# How to wire toggle buttons to Atlas Snap Relay to power snap switches



## cubalz (Apr 25, 2019)

Hey everybody! Back story: I tore down a large HO layout years ago owned by a deceased gentleman and did not have a lot of time to trace everything as the house was being sold so I just cut wires everywhere to get it all out of there. I am now in the process of reassembly. The picture I attached shows the parts that he used to control the snap switches via a Snap relay with the buttons on a control panel. Can someone give me a clue how exactly this all gets attached together to work and how to I get power to it. This was all connected at one point and worked together. Sorry for all of the questions!

Thanks!
John


----------



## Dennis461 (Jan 5, 2018)

You have the turnout motor connected to the switch input!
Atlas website has instructions.


----------



## cid (Jul 3, 2014)

FIRST thing is to get or build a CDU so u don't burn up those solenoids. You may already have one with your system.


----------



## DonR (Oct 18, 2012)

John

Usually, the Red and Green buttons are connected to the Red and Green wires
on the snap switch solenoid. The black on the solenoid is common and connects
to one your power pack accessories terminals. A wire from the other accessories
terminal connects to either of the posts that are connected
together on the buttons. The relay is not needed unless you are using it
to power signals or frogs.

And I do agree, you should get or build a Capacitor Discharge Unit that
provides only a short burst of power when a turnout button is pushed.
It protects the very sensitive turnout solenoid coils from burnout.

Don


----------



## cid (Jul 3, 2014)

You probably can't really rely on the Atlas website for info, other than to take their advice (I agree) to get The Complete Atlas Wiring Book! But there are several on-line places where you can find schematics for the hookup. Check your box of miscellaneous control parts for something resembling the CDU...


----------



## cubalz (Apr 25, 2019)

cid said:


> You probably can't really rely on the Atlas website for info, other than to take their advice (I agree) to get The Complete Atlas Wiring Book! But there are several on-line places where you can find schematics for the hookup. Check your box of miscellaneous control parts for something resembling the CDU...

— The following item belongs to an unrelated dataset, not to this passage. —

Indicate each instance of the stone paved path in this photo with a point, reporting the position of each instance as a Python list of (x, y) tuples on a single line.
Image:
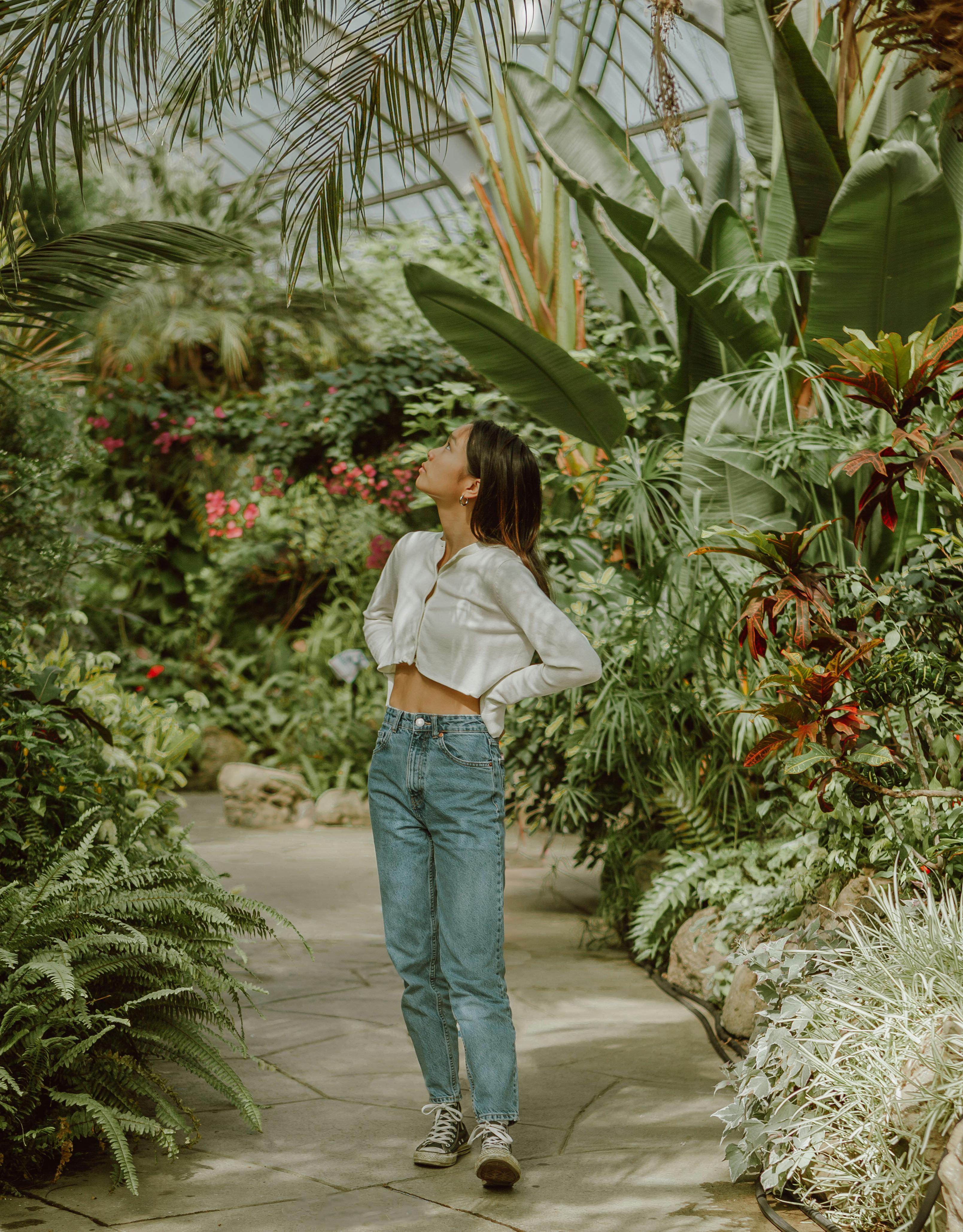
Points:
[(616, 1079)]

I actually have the Atlas Complete Wiring Book but after looking at it, I still cannot figure out how to wire it all up!


----------



## cubalz (Apr 25, 2019)

DonR said:


> John
> 
> Usually, the Red and Green buttons are connected to the Red and Green wires
> on the snap switch solenoid. The black on the solenoid is common and connects
> ...


DonR.: Ok, I think I understand part of what you are advising. The green button connects to the green side of the snap switch and the red button connects to the red side of the snap switch. Also the black (common) coming off of the snap switch connects to the power pack accessory terminals. Just to be clear, the second wire coming off of the power pack remaining accessory can be connected to the post on either of the red or green posts. Is this correct?


----------



## cubalz (Apr 25, 2019)

If I want to replace the some of the push button switches, can I use something rated at either 0.5 amp or 1 amp, 125v? The 1 amp ones are much easier to find online as Radio Shack is no longer around.


----------



## DonR (Oct 18, 2012)

John

In your photo, a red wire connects BOTH push buttons. 
This is known as a 'common'. 
The second wire from the accessories terminal connects
to this 'common' on either end of the red wire. Leave the
red wire connected to the two push buttons. This then
provides the power that the either button when pushed will send to
the snap switch solenoids.

Note: For clarity and to follow wiring 'customs', the red wire
connecting the two buttons should have been WHITE.
Then a White wire from the 2nd accessories terminal would
connect to the white 'common' wire. That may have
made it easier for you to understand the circuit. 
However, there is no reason to make that change now.

Don


----------



## traction fan (Oct 5, 2014)

cubalz said:


> If I want to replace the some of the push button switches, can I use something rated at either 0.5 amp or 1 amp, 125v? The 1 amp ones are much easier to find online as Radio Shack is no longer around.


cubalz;

If you buy push buttons, go for the higher current rated ones. (doorbell buttons are good.) Those 1 amp and 0.5 amp AC ratings should be taken with a grain of salt. They are not always accurate. I have had a lot of those little Radio Shack buttons fail, I would avoid them.
There is a much better alternative available. It's the Stapleton 751D turnout controller. It is very high quality, and has a built-in CDU, that several guys recommended to protect your Snap Switch twin-coil solenoid. I recommend using Stapleton controllers instead of those cheap push buttons.
The files attached below have more information about "turnouts" (track switches) , switch machines , and how they work. They also point out some of the problems that often come up with those Atlas Snap Switches that you're using, and how to correct them if, at some future point, you have derailments on them.
A final point. I'm not trying to nitpick you but this has come up at least once, and resulted in burned out coils on some Atlas snap switches. Your question asks about wiring "toggle buttons." As you may know, there is another type of electrical switch called a "toggle switch." Most toggle switches, and slide switches, and rotary switches, connect power more or less permanently when they are set to the "on" position. Using toggle switches (with the exception of the spring-loaded, center off type) to control a twin-coil switch machine like the Atlas ones you have, would quickly melt, and destroy the switch machine's coils.
One "Newbie", a while back, asked for help because his Atlas turnouts were melting their coils. The guy had tried to use an Atlas "Selector" control to operate his Atlas turnouts. The Atlas selector contains slide switches, which stayed on when he moved them, & burnt out the coils.
Push buttons (most anyway) are momentary. The power only goes through them when you push the button down, and cuts off when you let go, like the doorbell button at your house. Toggle switches are more like the light switches in your home. When turned on, they stay on.

Good Luck & Have Fun;

Traction Fan 🙂


----------